Structure and inference in hypergraphs with node attributes

Anna Badalyan; Nicolò Ruggeri; Caterina De Bacco

Structure and inference in hypergraphs with node attributes

Anna Badalyan, Nicolò Ruggeri, Caterina De Bacco

TL;DR

This study presents a model that integrates higher-order interactions and node attributes for improved community detection in hypergraphs, demonstrating superior accuracy and efficiency in hyperedge prediction and community division tasks.

Abstract

Many networked datasets with units interacting in groups of two or more, encoded with hypergraphs, are accompanied by extra information about nodes, such as the role of an individual in a workplace. Here we show how these node attributes can be used to improve our understanding of the structure resulting from higher-order interactions. We consider the problem of community detection in hypergraphs and develop a principled model that combines higher-order interactions and node attributes to better represent the observed interactions and to detect communities more accurately than using either of these types of information alone. The method learns automatically from the input data the extent to which structure and attributes contribute to explain the data, down weighing or discarding attributes if not informative. Our algorithmic implementation is efficient and scales to large hypergraphs and interactions of large numbers of units. We apply our method to a variety of systems, showing strong performance in hyperedge prediction tasks and in selecting community divisions that correlate with attributes when these are informative, but discarding them otherwise. Our approach illustrates the advantage of using informative node attributes when available with higher-order data.

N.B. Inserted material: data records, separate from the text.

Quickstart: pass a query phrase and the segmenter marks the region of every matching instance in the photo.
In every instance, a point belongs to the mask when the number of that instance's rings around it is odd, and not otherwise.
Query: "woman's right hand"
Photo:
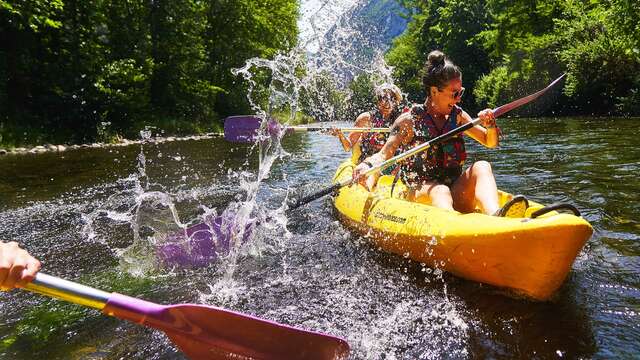
[[[0,241],[0,290],[25,286],[39,270],[40,261],[17,243]]]
[[[371,169],[371,166],[369,164],[370,163],[367,160],[365,160],[360,164],[358,164],[358,166],[356,166],[355,169],[353,169],[353,174],[352,174],[353,181],[364,184],[364,181],[366,180],[364,174],[367,171],[369,171],[369,169]]]
[[[333,135],[333,136],[335,136],[335,137],[337,137],[337,138],[341,138],[341,137],[343,137],[343,136],[344,136],[344,134],[342,133],[342,131],[340,131],[340,129],[335,128],[335,127],[332,127],[332,128],[330,128],[329,130],[327,130],[327,133],[328,133],[329,135]]]

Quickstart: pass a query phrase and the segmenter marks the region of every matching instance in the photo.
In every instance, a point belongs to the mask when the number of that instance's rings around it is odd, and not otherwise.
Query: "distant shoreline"
[[[80,144],[80,145],[38,145],[33,147],[16,147],[12,149],[3,149],[0,148],[0,156],[3,155],[26,155],[26,154],[43,154],[43,153],[51,153],[51,152],[65,152],[70,150],[78,150],[78,149],[101,149],[101,148],[111,148],[111,147],[123,147],[130,146],[136,144],[145,144],[145,143],[154,143],[161,144],[165,142],[174,142],[174,141],[188,141],[188,140],[205,140],[205,139],[213,139],[217,137],[224,136],[223,133],[207,133],[204,135],[190,135],[190,136],[157,136],[152,137],[150,139],[144,140],[128,140],[123,139],[117,143],[90,143],[90,144]]]

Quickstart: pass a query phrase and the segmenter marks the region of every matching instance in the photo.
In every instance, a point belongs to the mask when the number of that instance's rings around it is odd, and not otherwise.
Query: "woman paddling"
[[[464,92],[462,72],[444,53],[436,50],[429,54],[422,82],[427,93],[424,104],[414,106],[410,113],[395,120],[386,144],[354,169],[354,179],[391,158],[402,145],[415,147],[472,121],[457,106]],[[478,116],[484,127],[476,125],[465,134],[486,147],[498,146],[493,112],[486,109]],[[410,189],[407,199],[463,213],[473,212],[479,204],[485,214],[523,216],[528,205],[526,199],[514,197],[500,208],[491,165],[477,161],[463,171],[466,158],[464,139],[459,134],[405,160],[400,166],[400,176]]]
[[[363,112],[356,118],[355,126],[361,128],[388,128],[402,111],[402,93],[393,84],[382,84],[375,88],[376,108]],[[359,164],[366,157],[371,156],[384,146],[389,137],[389,133],[361,133],[352,132],[346,137],[342,131],[332,129],[331,134],[340,139],[344,151],[353,151],[354,163]],[[392,169],[386,169],[383,173],[390,173]],[[372,189],[377,180],[378,174],[367,177],[367,187]]]

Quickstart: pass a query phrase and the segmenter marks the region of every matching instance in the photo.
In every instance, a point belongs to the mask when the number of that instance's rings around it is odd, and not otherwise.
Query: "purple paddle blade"
[[[346,359],[343,339],[213,306],[163,306],[112,293],[103,309],[164,331],[191,359]]]
[[[253,115],[229,116],[224,119],[224,138],[230,142],[251,143],[258,140],[262,118]],[[269,119],[266,128],[269,136],[280,135],[282,126]]]
[[[254,224],[244,226],[242,242],[248,240]],[[157,248],[158,258],[166,265],[204,267],[218,256],[229,253],[238,224],[233,213],[224,213],[203,223],[188,227],[185,232],[171,234]]]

Structure and inference in hypergraphs with node attributes

TL;DR

Abstract

Paper Structure (5 sections, 32 equations, 9 figures, 5 tables, 1 algorithm)

This paper contains 5 sections, 32 equations, 9 figures, 5 tables, 1 algorithm.

Synthetic data generation
Solving for the membership matrix updates
Alternative formulation for excluding attributes
The advantages of using a hypergraph representation
Additional results of community detection

Figures (9)

Figure 1: Community detection in synthetic hypegraphs. We show the cosine similarity between the communities inferred by the various algorithms and the ground truth communities in synthetic hypergraphs, with $N=500$ and $E = 2720$. We show results for different numbers of communities $K$ (from left to right). The number of attributes $Z$ is selected to be equal to $K$, and the parameter $\gamma$ is set equal to the fraction $\rho$ of unshuffled attributes. We compare HyCoSBM with Hy-MMSBM, which serves as a baseline that only employs structural information. We also measure the cosine similarity of the attribute matrix $X$ and the ground truth membership matrix $u$ Only attributes). Lines and shades around them are averages and standard deviations over $10$ different network realisations.
Figure 2: Predicting interactions in close-proximity datasets with partial observations. We show the performance of various methods in hyperedge prediction tasks, measured by AUC, as we vary the fraction of hyperedges made available to the algorithms. This plot shows that the performance of HyCoSBM remains high when fewer hyperedges are available in input, while that of the algorithms which do not use any attribute drops. Lines and shades around them are averages and standard deviations over $5$ cross-validation folds.
Figure 3: Communities detected in a Workplace dataset from partial observations of close-proximity interactions. We vary the fraction of hyperedges given in input to the algorithms (top: $100\%$, bottom: $50\%$) and compare the inferred communities against the attribute departement (top left). The AUC barplot (bottom-left) shows the performance of the models in hyperedge prediction. Bars and error bars are averages and standard deviations over $5$ cross-validation folds. This plot shows that HyCoSBM is able to use the attributes effectively to keep performance high even at a low fraction of input observations.
Figure 4: AUC on contacts dataset with partial hyperedges: uncorrelated attributes. Using sex and has facebook as the attributes, the performance of all models drops as the hyperedges are removed. Lines and shades around them are averages and standard deviations over $5$ cross-validation folds.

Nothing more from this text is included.